Ester                           - Desidererei che parlando di tuo padre non lo chiamassi col suo nome di battesimo.

Linda                          - Scusa.

Ester                           - Insomma, ti prego di togliere di mezzo quel­la roba il più presto possibile. Appena il signor Barrow se ne sarà andato comincerai subito a vuotare le ceste.

Tubbs                          - Posso anche rimanere ad aiutarla, se me lo chiede molto  gentilmente.

Ester                           - Sono certa che Belinda non vorrà darvi  tanto disturbo.

Tubbs                          - In questo vi sbagliate.

Alice                           - Sarebbe assai carino da parte del signor Bar­row se la aiutasse...

Ester                           - (severa) Credete, Alice?

Alice                           - Linda è molto pallida e ha l'aria stanca... Fa­rebbe bene a riposare un poco.

Linda                          - Mi sento benissimo.

Ester                           - Sarà la fatica di guidare con questo caldo... Fammi il favore, cara: va' di sopra a prendermi la bor­setta. (Linda esce).

Alice                           - (a Tubbs) E come sta la povera signora Melford?

Tubbs                          - Non molto bene, purtroppo.

Alice                           - Mi dispiace!

Tubbs                          - Sì, è proprio penoso.

Alice                           - Meno male che il signor Melford ha la vo­stra compagnia.

Tubbs                          - Oh, adesso ci sono qui i suoi genitori.

Alice                           - In fondo, sono sempre contenta quando Lord e Lady Farrington sono qui.

Ester                           - Perché?
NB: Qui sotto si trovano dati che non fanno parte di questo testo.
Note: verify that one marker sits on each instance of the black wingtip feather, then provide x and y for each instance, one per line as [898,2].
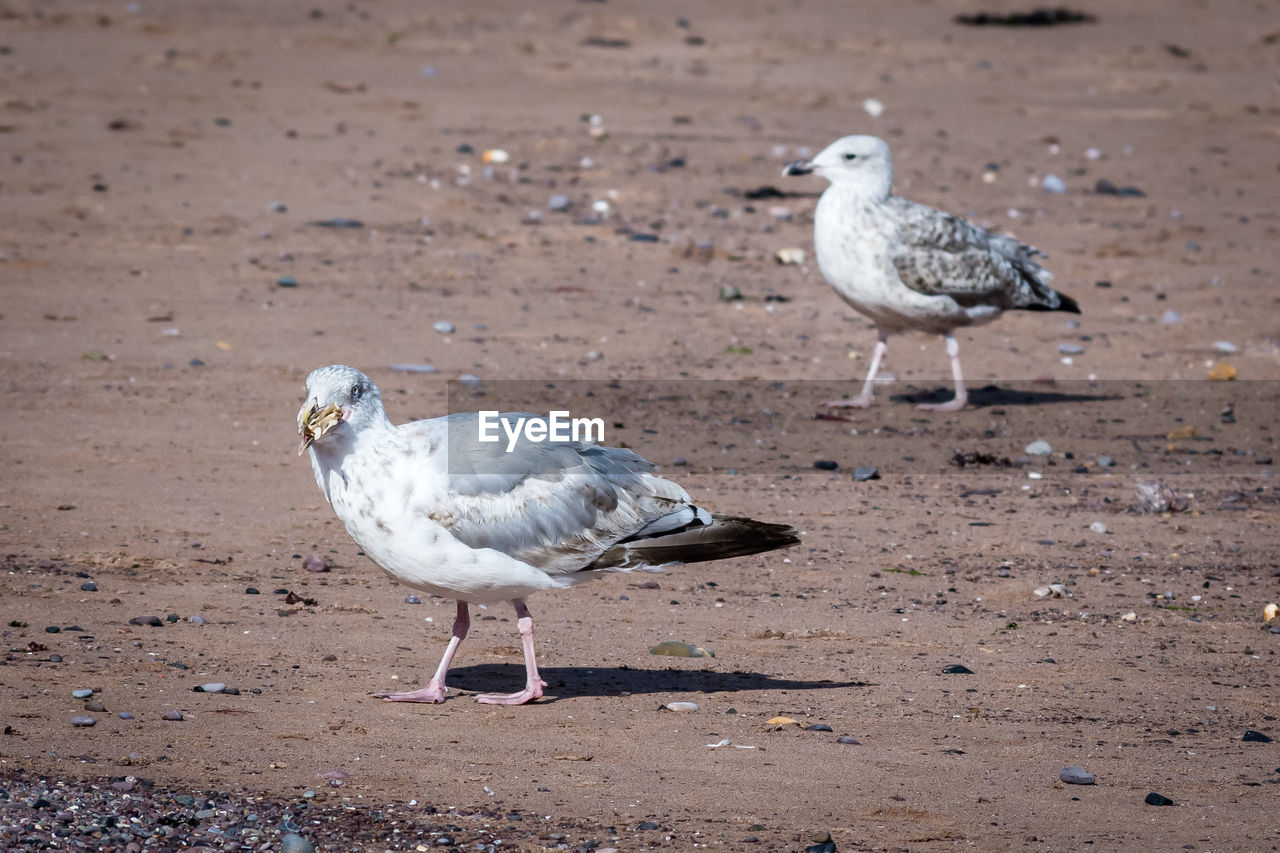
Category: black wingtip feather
[727,537]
Mi pare che non li conosciate nem­meno.

Alice                           - Ma... non precisamente...

Tubbs                          - (con ingenuità) Ah no?

Alice                           - Ecco... Una volta ho incontrato Lady Far­rington a una riunione di beneficenza...

(Linda rientra con la borsetta).

Ester                           - Belinda: avresti anche potuto dirmi, stamat­tina, che andavi fuori col signor Barrow.

Linda                          - Non lo sapevo, allora.

Tubbs                          - Trovo che le cose combinate lì per lì, sono molto più piacevoli, no?

Ester                           - Caro signor Barrow, non faccio obiezioni se Belinda esce con voi. Ho detto soltanto che desideravo saperlo. Avrei ordinato due costolette di meno per la colazione. Andiamo, Alice.

Alice                           - Arrivederci, Linda. Buon giorno, signor Bar­row...

Linda                          - Arrivederci.

Tubbs                          - Complimenti, signorina Dodd. Spero che avrete una piacevolissima riunione di brave madri di famiglia. (Ester e Alice escono).

Linda                          - Non siete stato molto gentile con mia zia.

Tubbs                          - Mi urta i nervi.

Linda                          - Lo so.

Tubbs                          - Tutta quell'aria di vittima per i libri, e poi perché siete rimasta fuori a colazione... A sentirla, si penserebbe che siete una ragazza insopportabile.

Linda                          - Lo so. D'altra parte, dev'essere abbastanza poco piacevole, vedersi piombare addosso una nipote non simpatica e senza quattrini... Sapete che per lei rap­presento un'assoluta passività.

Tubbs                          - Non riesco a concepire che lei e Oliviero fossero figli degli stessi genitori. Non vi è ombra di rassomiglianza.

Linda                          - Caro Oliviero... Com'era buono, vero?

Tubbs                          - Un angelo.

Linda                          - Vi adorava. Diceva che eravate il giovanotto più evoluto che avesse mai incontrato.

Tubbs                          - Ero straordinariamente fiero del suo affetto. E lo sono ancora. Come ci siamo divertiti, l'inverno scorso, prima... Vi ricordate che meraviglia la vista del golfo dalle vostre finestre?

Linda                          - Non voglio vederlo mai più il golfo di Napoli!

Tubbs                          -  Dovete vincervi...  È  troppo bello  per  ri­nunciarvi.

Linda                          - Non ci voglio neanche pensare.

Tubbs                          - Avete torto, cara.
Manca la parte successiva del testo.